“The Standard of Expert Testimony is Not Reasonable Degree of Certainty” (Download PDF), Virginia Bar News, Vol. 36, No. 4, October, 1987; reprinted by Office of the Chief Medical Examiner, Virginia State Department of Health, Medico-Legal Bulletin, Vol. 36, No. 6, November-December, 1987.
I have noticed over the years that insurance company lawyers frequently are able to frustrate attorneys representing injured persons by making an objection to any proposed expert testimony on the grounds that it is not phrased to the legal standard of “reasonable degree of medical certainty”. That, in fact, is not the standard for the admissibility of expert testimony at trial. Rather expert testimony must simply be based upon a probability not upon a certainty. This article promotes that idea.
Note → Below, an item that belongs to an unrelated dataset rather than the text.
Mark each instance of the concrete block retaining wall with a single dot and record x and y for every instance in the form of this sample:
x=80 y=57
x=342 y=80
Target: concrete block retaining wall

“The Need for Jury Instruction or Argument on Collateral Source – A Proposal for Change”, (Download PDF) Special Feature in the Journal of the Virginia Trial Lawyers Association, Vol. 10, No. 3, Summer 1998.
This article addresses an issue pertaining to a concept called “Collateral Source”. Collateral source is a source of payment of money that is literally collateral to the claim. For instance, monies that you may receive as an injured person through your heath insurance policy or through the medical payments provision of your auto policy are technically a collateral source and as a general rule your receipt of those payments is inadmissible at trial. I have noted over the years in arguing injury cases to local juries that frequently it is assumed that the injured party is insured and therefore whatever medical expenses or loss of income that person has incurred does not have to be considered in terms of any monetary award. Some courts in the United States expressly tell the jury that they are not to engage in any such speculation but rather are to compensate the injured person for all of the items claimed including medical expenses and loss of income. Courts in the State of Virginia and the District of Columbia do not do that and this Article suggests that this is a problem that needs to be cured either in closing argument by the attorney representing the injured person or through a written instruction presented to the jury.
“Handling Carbon Monoxide Cases” co-authored by Brien Roche and Eric Kessel. (Download PDF) Published in the Journal of the Virginia Trial Lawyers Association in the Summer of 2004, Vol. 16, No. 3.
This article consists of an analysis of how carbon monoxide affects the human body and how persons who have been affected by carbon monoxide poisoning may be better represented by an attorney.